I have difficulty getting articles off the Internet. Can I use these?(A15)


Because Internet is freely accessible to almost everyone, its information overload is enormous and its reliability open for discussion. As a basic rule, consider the Internet as a not very reliable source. If you visit a website, you have to make sure that it is a reliable source. What can you do to check the reliability of an Internet source?

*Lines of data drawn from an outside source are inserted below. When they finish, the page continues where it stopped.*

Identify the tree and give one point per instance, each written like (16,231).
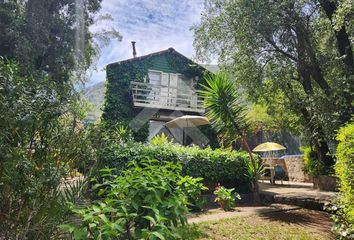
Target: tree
(288,48)
(228,116)
(45,49)
(49,36)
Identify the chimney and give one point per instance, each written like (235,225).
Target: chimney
(134,51)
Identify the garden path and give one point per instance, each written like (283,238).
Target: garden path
(217,213)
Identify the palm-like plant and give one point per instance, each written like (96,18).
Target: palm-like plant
(227,114)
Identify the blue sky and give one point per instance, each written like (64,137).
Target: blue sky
(154,24)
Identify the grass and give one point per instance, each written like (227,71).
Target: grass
(276,226)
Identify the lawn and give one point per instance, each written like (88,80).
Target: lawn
(295,224)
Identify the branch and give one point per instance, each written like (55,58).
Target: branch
(278,49)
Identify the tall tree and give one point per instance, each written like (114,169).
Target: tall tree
(49,36)
(287,47)
(228,117)
(45,47)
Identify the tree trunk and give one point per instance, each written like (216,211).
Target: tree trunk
(322,148)
(343,42)
(255,180)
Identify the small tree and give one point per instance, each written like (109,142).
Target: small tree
(227,114)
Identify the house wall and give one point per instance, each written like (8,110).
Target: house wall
(119,106)
(293,166)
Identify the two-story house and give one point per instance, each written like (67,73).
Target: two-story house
(147,91)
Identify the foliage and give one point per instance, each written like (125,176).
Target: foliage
(149,200)
(226,198)
(49,36)
(227,114)
(220,165)
(255,171)
(344,217)
(224,107)
(289,57)
(312,166)
(41,139)
(342,226)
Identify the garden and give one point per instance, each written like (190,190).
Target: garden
(285,67)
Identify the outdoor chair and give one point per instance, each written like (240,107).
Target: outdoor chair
(279,173)
(266,175)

• Check the website’s name and reputation
• Check the publisher’s name
• Check the suffix of an URL (.com/.org/.tv/.gov)
• Check when the website was updated for the last time
• Check several other sources to increase the reliability of your source
• Check the number of visitors to the website
• When referring to an Internet source in your writing always refer to the date you visited the website
• Always make references of Internet sources in footnotes and endnotes the moment you make use of this particular source in your analysis
• Use Wikipedia prudently (see Skill Sheet A15)

Save and/or print the information that you used of websites. If you are accused of plagiarism (see Skill Sheet E2), you must be able to provide the source of your information. The rate of circulation of websites is very high and many websites disappear into the mysterious landscape of the electronic highway. The validity of your research decreases if you are unable to provide the source to somebody who uses your bibliography.

The site www.archive.org allows you to search for old websites. It is a digital library. Their ‘Wayback Machine’ could help recover your lost URLs.